Aftab, from the weekly Panjareh, quotes an unnamed high-ranking intelligence official, who admits that post-election arrests, especially those of the first round of senior reformists, were planned ahead of the 12 June vote.

The detentions were a preventive measure because Iranian intelligence agencies anticipated major unrest which could get out of control. The official said, "Our law is not appropriate to fight against 'soft war', so we had to take these measures [to save the system]. The fifth statement of Mosharekat party [Mojahedin of Islamic Revolution] clearly speaks of establishing a secular system."

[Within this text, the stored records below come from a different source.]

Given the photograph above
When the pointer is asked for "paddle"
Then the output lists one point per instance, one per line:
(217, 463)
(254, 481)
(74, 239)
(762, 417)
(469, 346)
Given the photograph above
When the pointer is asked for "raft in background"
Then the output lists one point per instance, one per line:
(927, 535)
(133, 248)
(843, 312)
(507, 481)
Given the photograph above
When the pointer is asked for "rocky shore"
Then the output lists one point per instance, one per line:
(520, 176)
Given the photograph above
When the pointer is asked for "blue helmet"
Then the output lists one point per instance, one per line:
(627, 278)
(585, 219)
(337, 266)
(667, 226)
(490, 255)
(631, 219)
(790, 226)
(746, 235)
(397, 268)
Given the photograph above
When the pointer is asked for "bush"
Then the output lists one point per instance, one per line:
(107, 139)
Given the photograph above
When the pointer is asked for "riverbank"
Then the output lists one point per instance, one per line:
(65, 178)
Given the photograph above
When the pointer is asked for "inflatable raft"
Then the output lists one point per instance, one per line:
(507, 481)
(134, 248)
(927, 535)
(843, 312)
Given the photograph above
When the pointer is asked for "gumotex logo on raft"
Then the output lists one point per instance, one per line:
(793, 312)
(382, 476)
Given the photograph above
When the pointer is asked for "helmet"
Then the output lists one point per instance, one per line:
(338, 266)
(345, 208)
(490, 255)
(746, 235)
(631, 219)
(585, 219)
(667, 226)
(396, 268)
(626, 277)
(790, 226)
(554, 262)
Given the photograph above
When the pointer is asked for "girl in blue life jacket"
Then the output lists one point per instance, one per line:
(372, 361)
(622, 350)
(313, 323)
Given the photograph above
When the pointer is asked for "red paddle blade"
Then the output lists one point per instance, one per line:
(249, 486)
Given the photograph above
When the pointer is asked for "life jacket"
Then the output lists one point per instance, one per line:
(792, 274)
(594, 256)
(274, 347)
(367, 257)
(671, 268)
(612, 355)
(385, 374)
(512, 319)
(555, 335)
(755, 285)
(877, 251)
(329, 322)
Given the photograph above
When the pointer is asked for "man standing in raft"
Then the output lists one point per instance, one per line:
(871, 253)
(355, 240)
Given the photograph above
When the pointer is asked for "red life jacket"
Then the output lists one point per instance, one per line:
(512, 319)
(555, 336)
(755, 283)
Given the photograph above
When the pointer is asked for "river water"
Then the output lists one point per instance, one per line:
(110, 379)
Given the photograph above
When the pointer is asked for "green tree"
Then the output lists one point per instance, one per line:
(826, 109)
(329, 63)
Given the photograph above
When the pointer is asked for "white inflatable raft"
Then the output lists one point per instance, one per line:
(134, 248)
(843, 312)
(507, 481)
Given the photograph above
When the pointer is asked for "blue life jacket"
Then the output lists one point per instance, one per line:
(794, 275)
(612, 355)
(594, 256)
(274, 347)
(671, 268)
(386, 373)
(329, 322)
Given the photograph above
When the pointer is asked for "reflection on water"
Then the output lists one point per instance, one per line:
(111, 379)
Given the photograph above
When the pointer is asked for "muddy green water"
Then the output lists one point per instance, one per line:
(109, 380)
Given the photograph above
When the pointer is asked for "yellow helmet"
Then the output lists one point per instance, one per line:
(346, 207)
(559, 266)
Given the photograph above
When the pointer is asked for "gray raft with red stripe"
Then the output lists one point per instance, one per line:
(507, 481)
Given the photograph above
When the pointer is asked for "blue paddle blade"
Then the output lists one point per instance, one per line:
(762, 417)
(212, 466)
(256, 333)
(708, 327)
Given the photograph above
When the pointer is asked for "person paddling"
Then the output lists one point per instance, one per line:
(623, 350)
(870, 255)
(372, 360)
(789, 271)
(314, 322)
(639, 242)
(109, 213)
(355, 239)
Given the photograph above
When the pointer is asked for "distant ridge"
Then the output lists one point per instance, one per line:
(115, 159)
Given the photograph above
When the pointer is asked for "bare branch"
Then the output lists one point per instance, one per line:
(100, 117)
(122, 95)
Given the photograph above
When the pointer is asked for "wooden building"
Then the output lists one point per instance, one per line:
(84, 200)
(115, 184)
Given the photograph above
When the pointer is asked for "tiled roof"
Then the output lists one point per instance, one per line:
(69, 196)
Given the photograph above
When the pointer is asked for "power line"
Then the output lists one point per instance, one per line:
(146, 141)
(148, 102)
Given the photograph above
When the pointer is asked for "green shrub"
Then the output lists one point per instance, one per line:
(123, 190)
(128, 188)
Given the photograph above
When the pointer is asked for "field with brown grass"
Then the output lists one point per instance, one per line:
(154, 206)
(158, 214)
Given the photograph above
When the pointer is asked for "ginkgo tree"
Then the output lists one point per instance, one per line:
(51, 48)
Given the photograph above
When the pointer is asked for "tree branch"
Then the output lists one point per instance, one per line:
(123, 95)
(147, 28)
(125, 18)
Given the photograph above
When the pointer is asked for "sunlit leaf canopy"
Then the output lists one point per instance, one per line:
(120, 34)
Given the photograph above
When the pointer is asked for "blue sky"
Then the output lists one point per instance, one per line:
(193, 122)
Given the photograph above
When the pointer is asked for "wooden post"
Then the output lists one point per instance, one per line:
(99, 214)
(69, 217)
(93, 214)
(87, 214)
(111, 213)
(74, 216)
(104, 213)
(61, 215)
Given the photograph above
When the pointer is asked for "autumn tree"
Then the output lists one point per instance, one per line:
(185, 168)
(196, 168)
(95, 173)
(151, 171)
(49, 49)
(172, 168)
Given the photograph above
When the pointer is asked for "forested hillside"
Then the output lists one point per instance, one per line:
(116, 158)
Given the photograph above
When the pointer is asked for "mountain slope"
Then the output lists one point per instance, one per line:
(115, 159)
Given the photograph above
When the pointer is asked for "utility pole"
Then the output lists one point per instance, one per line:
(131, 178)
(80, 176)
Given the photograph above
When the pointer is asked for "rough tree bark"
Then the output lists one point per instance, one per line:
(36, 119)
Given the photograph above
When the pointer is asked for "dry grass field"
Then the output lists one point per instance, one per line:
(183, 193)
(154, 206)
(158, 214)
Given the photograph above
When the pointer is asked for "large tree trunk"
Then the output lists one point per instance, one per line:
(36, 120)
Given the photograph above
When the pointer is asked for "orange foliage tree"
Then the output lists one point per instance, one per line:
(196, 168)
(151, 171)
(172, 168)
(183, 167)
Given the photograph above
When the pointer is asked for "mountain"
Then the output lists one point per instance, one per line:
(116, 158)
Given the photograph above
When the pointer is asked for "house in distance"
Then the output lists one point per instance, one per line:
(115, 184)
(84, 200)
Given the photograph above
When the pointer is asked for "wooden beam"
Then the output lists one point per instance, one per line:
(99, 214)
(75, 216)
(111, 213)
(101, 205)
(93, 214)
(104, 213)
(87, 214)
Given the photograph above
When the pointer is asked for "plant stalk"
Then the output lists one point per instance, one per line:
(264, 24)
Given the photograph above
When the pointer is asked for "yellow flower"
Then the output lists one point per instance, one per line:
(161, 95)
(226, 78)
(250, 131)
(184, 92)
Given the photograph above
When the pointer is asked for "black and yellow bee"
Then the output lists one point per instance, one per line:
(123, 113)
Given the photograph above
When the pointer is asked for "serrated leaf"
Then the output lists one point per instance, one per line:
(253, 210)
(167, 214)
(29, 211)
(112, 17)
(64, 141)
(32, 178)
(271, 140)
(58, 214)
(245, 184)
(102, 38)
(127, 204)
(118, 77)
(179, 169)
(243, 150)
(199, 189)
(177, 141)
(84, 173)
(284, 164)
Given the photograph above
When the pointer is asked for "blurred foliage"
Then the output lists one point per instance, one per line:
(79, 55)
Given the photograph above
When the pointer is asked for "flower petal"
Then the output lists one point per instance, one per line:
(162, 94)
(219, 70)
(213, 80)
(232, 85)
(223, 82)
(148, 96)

1030 GMT: Rafsanjani Watch. On another front, Mehdi Hashemi, the son of former President Hashemi Rafsanjani, has warned the regime to "stop spreading lies" and to "beware of the time, when I speak out". Hashemi, who is currently in London, has been threatened by the Iranian authorities with prosecution for alleged corruption and misuse of funds during the Presidential election.

0945 GMT: After an extended break, we return today to a series of powerful responses to the regime, all of which make clear that the challenge to legitimacy will not be crushed.

In a separate entry, we have posted the latest statement of Grand Ayatollah Sane'i, criticising the Government for its misuse of Islam in its lies and detentions.

We also have a second feature: from inside Evin Prison, the detained journalist and filmmaker Mohammad Nourizad has written a letter to the Supreme Leader requesting that he "declare this year the year of national reconciliation and do not fear the reproach". In itself, that is not a direct challenge to the regime --- it acknowledges Khamenei's authority, after all --- however, the letter has special potency because Nourizad's detention was prompted by a previous appeal to the Supreme Leader to recognise the illegitimacies of the election.

Mohsen Armin, member of Parliament and former Vice Speaker, has also launched a spirited criticism of the Government. A senior member of the Mojahedin of Islamic Revolution party, which is now under threat of suspension, Armin denounced lies and threats of prosecution and demanded that the regime address the basic issues of rights and equality.

MP Mohammad Reza Khabbaz has asserted that the inability of the Ahmadinejad Government to make appropriate use of $370 billion oil income is a "catastrophe".